Trend is a forecast of per capita claim cost increases that take into account various factors, including price inflation, utilization, government-mandated benefits, and new treatments, therapies and technology.
Although there is usually a high correlation between a trend and the actual cost increase assessed, trend and the net annual change in plan costs are not the same.
Other factors that impact renewals include, but are not limited to:
Inflator: Convenience has a cost
Increases in the availability of health care, such as retail clinics and urgent care centers, has led to higher outpatient utilization. Even if higher use of these alternative sites reduces costs, the savings will be minimized as a result of higher frequency of visits.
Inflator: Increased access for behavioral health & substance abuse (now ~4% of cost spend)
Behavioral health & substance abuse, once on the back burner of health treatments, now has the regulatory push and mainstream recognition for being a crucial part of employers’ health benefits.
Inflator: Hospital and provider network consolidations
Throughout the United States, a number of health care systems have consolidated under larger brands, and as a result, have influenced trends in the network negotiated reimbursement rates paid to providers. Reimbursement rates are projected to be higher for hospital networks than for physicians.
Inflator: Specialty drugs
2020 will see both increased prices and utilization. Specialty drugs are still trending in the double digits and now account for 24-32% of health care spend, and 35% of Rx spend. Price inflation (higher component) and increased utilization are contributing to higher costs at all ages.
Deflator: Lower Cost Settings
Employers are nudging people toward lower-cost care sites like telemedicine and urgent care facilities. Expect to see more free-standing facilities and in-home benefits like telemedicine.

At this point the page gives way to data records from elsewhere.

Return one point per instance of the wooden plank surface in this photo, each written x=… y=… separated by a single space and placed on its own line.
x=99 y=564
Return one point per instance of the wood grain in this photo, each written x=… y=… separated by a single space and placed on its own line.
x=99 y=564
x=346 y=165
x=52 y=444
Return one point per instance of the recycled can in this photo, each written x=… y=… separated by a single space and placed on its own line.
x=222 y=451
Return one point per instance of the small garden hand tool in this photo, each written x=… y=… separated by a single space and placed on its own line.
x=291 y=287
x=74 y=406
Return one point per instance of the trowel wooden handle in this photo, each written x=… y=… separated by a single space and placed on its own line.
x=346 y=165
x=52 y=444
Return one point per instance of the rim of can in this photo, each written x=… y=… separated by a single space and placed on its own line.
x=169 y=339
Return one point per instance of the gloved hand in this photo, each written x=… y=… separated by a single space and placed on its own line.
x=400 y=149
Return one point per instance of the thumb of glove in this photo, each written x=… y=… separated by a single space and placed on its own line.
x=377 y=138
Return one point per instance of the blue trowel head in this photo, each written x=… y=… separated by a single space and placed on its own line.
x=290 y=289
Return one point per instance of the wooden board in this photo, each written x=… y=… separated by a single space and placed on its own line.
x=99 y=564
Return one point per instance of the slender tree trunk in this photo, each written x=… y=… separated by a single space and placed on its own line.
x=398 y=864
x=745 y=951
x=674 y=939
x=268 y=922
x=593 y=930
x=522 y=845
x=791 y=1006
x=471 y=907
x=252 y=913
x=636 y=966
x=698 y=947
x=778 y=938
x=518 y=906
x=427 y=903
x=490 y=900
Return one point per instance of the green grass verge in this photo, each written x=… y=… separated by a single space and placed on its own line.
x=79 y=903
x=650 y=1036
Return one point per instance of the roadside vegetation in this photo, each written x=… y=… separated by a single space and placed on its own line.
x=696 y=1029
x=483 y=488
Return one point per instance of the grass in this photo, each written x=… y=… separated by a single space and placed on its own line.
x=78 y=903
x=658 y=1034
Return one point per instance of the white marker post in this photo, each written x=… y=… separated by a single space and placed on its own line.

Providers are taking steps to move people away from hospitals and other high-cost settings.
Deflator: Care advocacy
Employers are offering employees new services that engage and guide consumers to better quality and lower-cost care.
Deflator: High performing networks like Accountable Care Organizations (ACOs) (not being utilized as initially anticipated)
Employers are exploring new benefit strategies that shift the focus from cost-sharing to leveraging high-performing networks with higher quality and lower costs such as ACOs.
Deflator: Biologics or Biosimilars
As of March 2019, 18 biosimilars have been approved in the U.S. As the market for biosimilars increases, it is expected that these options for patients will potentially decrease Rx and treatment spending. Note: Biosimilars are not generating cost savings as anticipated due to the cost to produce live organisms.